Il giudice del tribunale di Gerusalemme era un po’ disorientato davanti all’accusato. “Come ha fatto a superare il muro?”, ha chiesto. L’avvocato ha risposto: “Si è arrampicato su una scala e poi si è calato dall’altra parte con una corda”. Prima aveva pagato 50 shekel al proprietario della scala. “Dev’essere un atleta”, ha commentato il giudice, con un tono quasi affettuoso. Stiamo parlando di Khaled, 60 anni, fratello di una mia amica. Lavora in Israele senza permesso da 25 anni. In tutto questo tempo ha dormito in posti segreti e trascorso settimane senza tornare nel suo villaggio nel nord della Cisgiordania. È stato fermato più volte in passato, ma mai arrestato. La polizia lo riaccompagnava a un checkpoint dicendogli di non rientrare senza permesso, pur sapendo che lo avrebbe fatto.

Due anni fa è stato arrestato per la prima volta a Tel Aviv. Ho mandato un amico per pagare la cauzione. Due settimane fa la voce preoccupata di sua sorella mi ha comunicato che lo avevano arrestato di nuovo. Questa volta, mi ha spiegato, volevano tenerlo in prigione per due mesi. Come farà a sopravvivere in carcere? Quando aveva 19 anni è stato condannato a sette anni di prigione per la sua attività nel Fronte popolare e per aver messo dei falsi esplosivi nella casa di un sospetto collaboratore di Israele.
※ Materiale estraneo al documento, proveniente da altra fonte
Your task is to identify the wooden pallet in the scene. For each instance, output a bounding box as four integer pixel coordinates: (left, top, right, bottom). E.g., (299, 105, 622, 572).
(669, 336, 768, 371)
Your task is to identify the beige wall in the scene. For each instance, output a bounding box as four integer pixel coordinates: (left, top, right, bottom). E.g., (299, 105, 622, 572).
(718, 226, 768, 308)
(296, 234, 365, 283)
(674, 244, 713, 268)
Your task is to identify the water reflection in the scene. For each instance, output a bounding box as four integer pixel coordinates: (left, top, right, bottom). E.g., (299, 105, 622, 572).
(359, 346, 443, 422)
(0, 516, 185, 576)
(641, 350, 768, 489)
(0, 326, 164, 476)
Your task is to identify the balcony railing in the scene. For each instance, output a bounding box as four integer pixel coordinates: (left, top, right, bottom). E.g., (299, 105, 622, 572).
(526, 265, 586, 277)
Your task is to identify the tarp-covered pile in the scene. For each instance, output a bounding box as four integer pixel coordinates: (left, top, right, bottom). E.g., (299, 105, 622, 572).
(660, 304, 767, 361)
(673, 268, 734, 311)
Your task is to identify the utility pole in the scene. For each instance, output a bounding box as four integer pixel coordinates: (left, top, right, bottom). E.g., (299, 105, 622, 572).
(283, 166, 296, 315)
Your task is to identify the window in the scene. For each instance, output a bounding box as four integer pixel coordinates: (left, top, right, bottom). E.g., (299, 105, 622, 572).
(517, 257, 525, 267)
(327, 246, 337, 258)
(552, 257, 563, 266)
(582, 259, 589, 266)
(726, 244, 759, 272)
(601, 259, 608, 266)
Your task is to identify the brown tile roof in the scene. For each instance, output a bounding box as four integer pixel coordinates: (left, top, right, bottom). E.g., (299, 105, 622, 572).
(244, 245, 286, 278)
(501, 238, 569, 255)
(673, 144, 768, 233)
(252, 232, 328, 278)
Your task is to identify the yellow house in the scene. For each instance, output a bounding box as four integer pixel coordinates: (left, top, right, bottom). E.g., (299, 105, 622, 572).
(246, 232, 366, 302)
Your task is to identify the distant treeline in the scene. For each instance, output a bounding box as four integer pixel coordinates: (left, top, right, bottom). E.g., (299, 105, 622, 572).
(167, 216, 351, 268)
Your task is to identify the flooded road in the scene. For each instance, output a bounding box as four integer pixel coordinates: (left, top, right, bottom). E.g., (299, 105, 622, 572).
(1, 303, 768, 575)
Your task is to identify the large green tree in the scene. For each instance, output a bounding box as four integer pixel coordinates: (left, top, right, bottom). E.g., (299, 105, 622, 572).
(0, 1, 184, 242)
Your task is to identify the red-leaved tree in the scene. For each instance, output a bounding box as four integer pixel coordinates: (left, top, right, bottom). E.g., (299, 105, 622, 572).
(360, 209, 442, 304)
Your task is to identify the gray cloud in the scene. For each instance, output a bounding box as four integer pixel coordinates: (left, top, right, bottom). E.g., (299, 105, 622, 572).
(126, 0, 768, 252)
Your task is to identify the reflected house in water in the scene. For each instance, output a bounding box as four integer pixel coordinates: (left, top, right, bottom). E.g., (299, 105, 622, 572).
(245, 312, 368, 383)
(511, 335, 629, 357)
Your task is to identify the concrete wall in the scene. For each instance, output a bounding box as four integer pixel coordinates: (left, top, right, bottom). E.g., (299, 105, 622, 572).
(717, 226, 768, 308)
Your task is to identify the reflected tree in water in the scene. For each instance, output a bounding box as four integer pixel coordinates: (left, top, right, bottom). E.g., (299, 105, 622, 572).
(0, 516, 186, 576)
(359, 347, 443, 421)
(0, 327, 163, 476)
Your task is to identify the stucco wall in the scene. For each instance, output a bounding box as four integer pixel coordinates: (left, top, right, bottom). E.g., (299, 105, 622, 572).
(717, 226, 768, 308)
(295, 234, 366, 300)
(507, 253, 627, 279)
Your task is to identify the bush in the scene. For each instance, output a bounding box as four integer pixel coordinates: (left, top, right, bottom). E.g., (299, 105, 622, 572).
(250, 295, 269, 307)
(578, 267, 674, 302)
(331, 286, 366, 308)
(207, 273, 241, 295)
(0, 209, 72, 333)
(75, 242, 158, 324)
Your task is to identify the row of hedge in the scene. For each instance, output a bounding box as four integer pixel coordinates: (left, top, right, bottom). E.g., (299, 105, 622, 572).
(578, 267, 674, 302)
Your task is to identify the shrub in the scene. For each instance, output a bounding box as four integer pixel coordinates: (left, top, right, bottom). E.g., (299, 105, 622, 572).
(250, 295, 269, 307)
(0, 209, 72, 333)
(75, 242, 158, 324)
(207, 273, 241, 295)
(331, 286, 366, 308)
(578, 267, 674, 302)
Ma non ha più vent’anni.

L’avvocato mi ha chiesto di presentarmi insieme a un altro “buon israeliano” per firmare la cauzione e garantire che Khaled si sarebbe ripresentato al processo. Le due procuratrici della polizia, che potrebbero essere nipotine di Khaled, hanno chiesto che restasse in carcere in quanto pericoloso. Il giudice, ex agente dei servizi segreti, le ha ignorate con disprezzo. Così dopo una lunga giornata ho riportato Khaled a Nablus, in Cisgiordania. Durante il viaggio i suoi colleghi, tutti lavoratori senza permesso, lo hanno chiamato per salutarlo. Nella sua voce ho percepito la nostalgia.